Computer Architecture
Start Lecture #22
7.3: Measuring and Improving Cache Performance
Do the following performance example on the board.
It would be an appropriate final exam question.
- Assume
- 5% I-cache misses.
- 10% D-cache misses.
- 1/3 of the instructions access data.
- The CPI = 4 if the miss penalty is 0.
A 0 miss penalty is not realistic of course.
- What is the CPI if the miss penalty is 12?
- What is the CPI if we upgrade to a double speed cpu+cache, but keep a
single speed memory (i.e., a 24 clock miss penalty)?
- How much faster is the
double speed
machine?
It would be double speed if the miss penalty were 0 or if there
was a 0% miss rate.
Homework: 7.17, 7.18.
A lower base (i.e. miss-free) CPI makes stalls appear more expensive
since waiting a fixed amount of time for the memory
corresponds to losing more instructions if the CPI is lower.
A faster CPU (i.e., a faster clock) makes stalls appear more expensive
since waiting a fixed amount of time for the memory corresponds to
more cycles if the clock is faster (and hence more instructions since
the base CPI is the same).
Another performance example.
- Assume
- I-cache miss rate 3%.
- D-cache miss rate 5%.
- 40% of instructions reference data.
- miss penalty of 50 cycles.
- Base CPI is 2.
- What is the CPI including the misses?
- How much slower is the machine when misses are taken into account?
- Redo the above if the I-miss penalty is reduced to 10 (D-miss
still 50)
- With I-miss penalty back to 50, what is performance if CPU (and the
caches) are 100 times faster
Remark:
Larger caches have longer hit times.
Reducing Cache Misses by More Flexible Placement of Blocks
Improvement: Associative Caches
Consider the following sad story.
Jane has a cache that holds 1000 blocks and has a program that only
references 4 (memory) blocks, namely 23, 1023, 123023, and 7023.

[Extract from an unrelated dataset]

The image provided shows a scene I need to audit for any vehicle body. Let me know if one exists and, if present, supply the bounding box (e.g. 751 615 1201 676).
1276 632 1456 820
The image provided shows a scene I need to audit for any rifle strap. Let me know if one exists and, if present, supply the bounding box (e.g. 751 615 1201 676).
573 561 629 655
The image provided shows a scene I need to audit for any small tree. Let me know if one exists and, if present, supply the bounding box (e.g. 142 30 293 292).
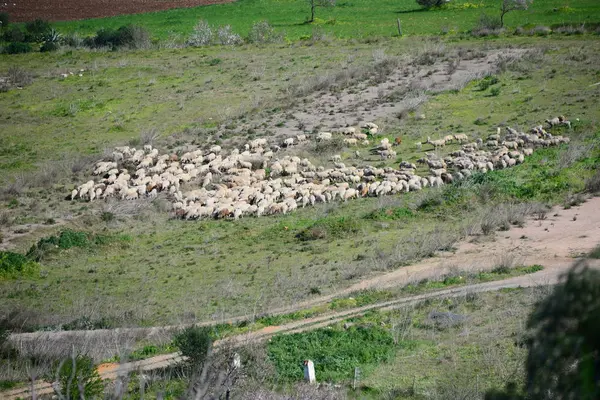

In fact the references occur in order: 23, 1023, 123023, 7023, 23,
1023, 123023, 7023, 23, 1023, 123023, 7023, 23, 1023, 123023, 7023,
etc.
Referencing only 4 blocks and having room for 1000 in her cache,
Jane expected an extremely high hit rate for her program.
In fact, the hit rate was zero.
She was so sad, she gave up her job as webmistress, went to medical
school, and is now a brain surgeon at the mayo clinic in rochester
MN.
So far We have studied only direct mapped caches,
i.e. those for which the location in the cache is determined by the
address.
Since there is only one possible location in the cache for any
block, to check for a hit we compare one tag with
the HOBs of the addr.
The other extreme is fully associative.
- A memory block can be placed in any cache block.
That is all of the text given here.